Entonces habló a los pájaros, y llevaron semillas de flores muy variadas y las dispersaron por todas partes. Al poco tiempo, en la pradera florecían azafranes de primavera, rosas, ranúnculos, girasoles silvestres y lirios rojos, durante todo el verano.
El Maestro pasó por allí y quedó muy complacido. Pero extrañaba las flores que más le agradaban, y dijo a la Pradera: “¿Dónde están las clemátides, las aguileñas, las tiernas violetas, las flores silvestres, los helechos y los arbustos con flores?”
Volvió a hablar a los pájaros, y llevaron de nuevo numerosas semillas y las esparcieron por todas partes. Pero, una vez más, el Maestro pasó y no encontró las flores que más le agradaban. Preguntó: “¿Dónde están las flores que más me deleitan?”
Y la Pradera se quejó con tristeza: “Ay, Maestro, no puedo mantener las flores, pues los vientos las arrebatan ferozmente, el sol golpea mi regazo, y se marchitan y se las lleva el viento”.
Entonces, el Maestro habló al Rayo, y este, de un golpe rápido le partió el corazón a la Pradera. Y la Pradera se estremeció y gimió de dolor. Durante largos días se lamentó amargamente de aquella herida abierta, negra e irregular.
El río vertió sus aguas por la hendidura, arrastró tierra de color negro intenso y, una vez más, los pájaros llevaron semillas y las dispersaron por el cañón.

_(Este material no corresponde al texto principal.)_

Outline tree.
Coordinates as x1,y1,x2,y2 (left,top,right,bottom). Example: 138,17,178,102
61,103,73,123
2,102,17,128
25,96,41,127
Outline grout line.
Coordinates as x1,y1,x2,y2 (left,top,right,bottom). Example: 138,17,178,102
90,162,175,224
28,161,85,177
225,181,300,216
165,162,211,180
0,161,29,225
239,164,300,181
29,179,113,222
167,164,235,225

Al cabo de largo tiempo, las ásperas piedras se cubrieron de suaves musgos y enredaderas, y en todos los rincones había clemátides y aguileñas. Majestuosos olmos se elevaban en dirección al sol, y a sus pies se aglomeraban cedros bajos y bálsamos del Canadá. Por todos lados florecían violetas y anémonas…
Gwen concuerda en que las flores del cañón son las mejores, y pide al misionero que le explique el sentido de la parábola.
Gwen se quedó callada por un buen rato. Luego, con los labios temblándole mientras lo decía, comentó con añoranza: —En mi cañón no hay flores; solo piedras irregulares.